Disadvantages over Scamper

  • New, not as-tested as Scamper
  • Sends more probes (todo: quantify) due to Diamond-Miner stochastic approach; could be solved by implementing MDA-lite? Hybrid sequential/parallel approach?
  • Written in Python with a native extension in C++, potentially harder to distribute than pure self-contained C code. Partially solved with Docker and tools such as pipx.

Validation

  • Caracal has been used for more than a year for weekly Diamond-Miner measurements, it has sent and received 100B+ IPv4 probes without apparent issues. IPv6 is supported but not as well tested. Caracal has also unit tests for IPv4/IPv6 and ICMP/UDP replies.
  • fmt could be tested against fakeroute.
  • fmt could be tested against Scamper by performing measurements in parallel.

IV. Tools summary

Tool Constant flow ID MDA Probing Architecture Language
traceroute15 N N Sequential Monolithic C
Paris Traceroute Y Y Sequential Monolithic C
Scamper Y Y Sequential Client/Server C
Yarrp Y N Parallel Monolithic C
Multilevel MDA-Lite Y Y Sequential Monolithic Python
FlashRoute Y N Parallel Monolithic C++
Caracal / Diamond-Miner Y Y Parallel Modular C++ / Python & SQL
Caracal / fast-mda-traceroute Y Y Parallel Modular C++ / Python

Footnotes

  1. Naming open to suggestion... :-)

  2. Govindan, Ramesh, and Hongsuda Tangmunarunkit. "Heuristics for Internet map discovery." Proceedings IEEE INFOCOM 2000. Conference on Computer Communications. Nineteenth Annual Joint Conference of the IEEE Computer and Communications Societies (Cat. No. 00CH37064). Vol. 3. IEEE, 2000.

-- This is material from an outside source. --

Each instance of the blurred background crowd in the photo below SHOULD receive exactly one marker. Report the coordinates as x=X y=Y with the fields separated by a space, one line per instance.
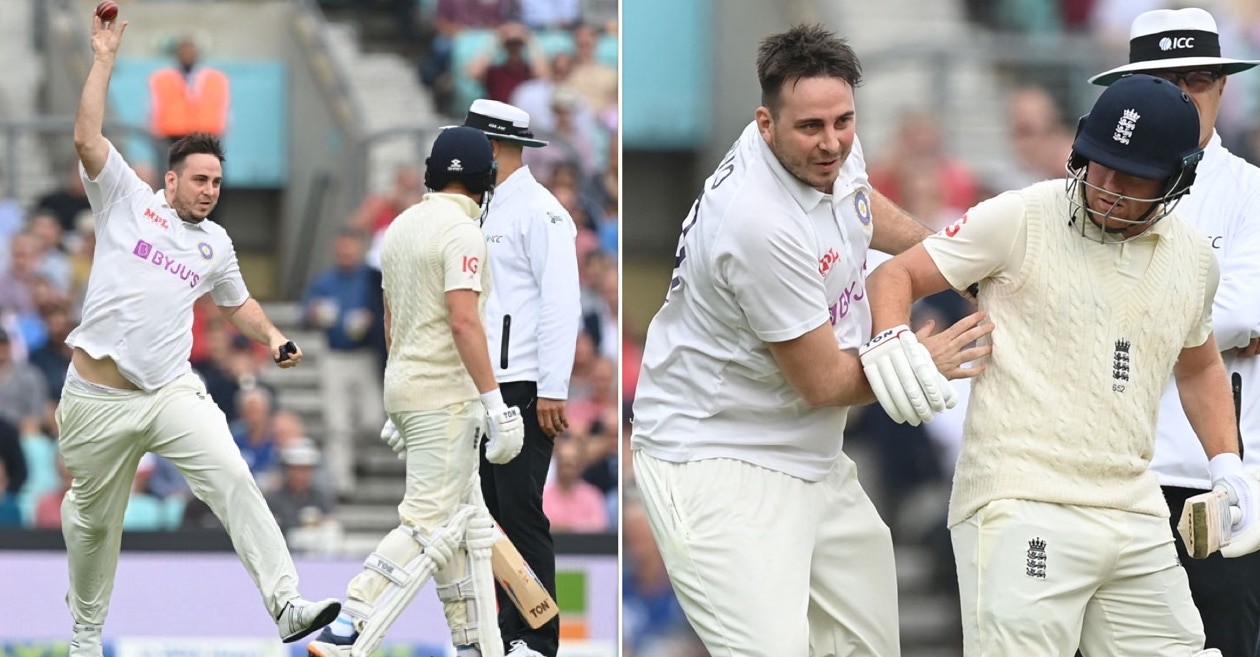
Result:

  3. Donnet, Benoit, et al. "Efficient algorithms for large-scale topology discovery." Proceedings of the 2005 ACM SIGMETRICS International conference on Measurement and modeling of computer systems. 2005.

  4. Katz-Bassett, Ethan, et al. "Reverse traceroute." NSDI. Vol. 10. 2010. 2

  5. The original mailing-list archive seems to not be available anymore on the Internet, but a copy of the message is available here: https://gist.github.com/thiteixeira/50cf5f9c26ca0216e4aa6d42b2440216

  6. Augustin, Brice, et al. "Avoiding traceroute anomalies with Paris traceroute." Proceedings of the 6th ACM SIGCOMM conference on Internet measurement. 2006.

  7. Veitch, Darryl, et al. "Failure control in multipath route tracing." IEEE INFOCOM 2009. IEEE, 2009. 2

  8. Vermeulen, Kevin, et al. "Multilevel MDA-lite Paris traceroute." Proceedings of the Internet Measurement Conference 2018. 2018. 2

  9. Jacquet, Philippe, Mohamed Lamali, and Fabien Mathieu. "Collecter un nombre inconnu de coupons." CORES 2018-Rencontres Francophones sur la Conception de Protocoles, l’Évaluation de Performance et l’Expérimentation des Réseaux de Communication. 2018.

  10. Luckie, Matthew. "Scamper: a scalable and extensible packet prober for active measurement of the internet." Proceedings of the 10th ACM SIGCOMM conference on Internet measurement. 2010.

  11. Beverly, Robert. "Yarrp'ing the Internet: Randomized high-speed active topology discovery." Proceedings of the 2016 Internet Measurement Conference. 2016.

  12. Black, John, and Phillip Rogaway. "Ciphers with arbitrary finite domains." Cryptographers’ track at the RSA conference. Springer, Berlin, Heidelberg, 2002.

  13. Vermeulen, Kevin, et al. "Diamond-Miner: Comprehensive Discovery of the Internet's Topology Diamonds." 17th USENIX Symposium on Networked Systems Design and Implementation (NSDI 20). 2020.

  14. Huang, Yuchen, Michael Rabinovich, and Rami Al-Dalky. "FlashRoute: Efficient Traceroute on a Massive Scale." Proceedings of the ACM Internet Measurement Conference. 2020.

  15. There exists multiple implementation of traceroute (BSD, inetutils...) but they all work following the same principle.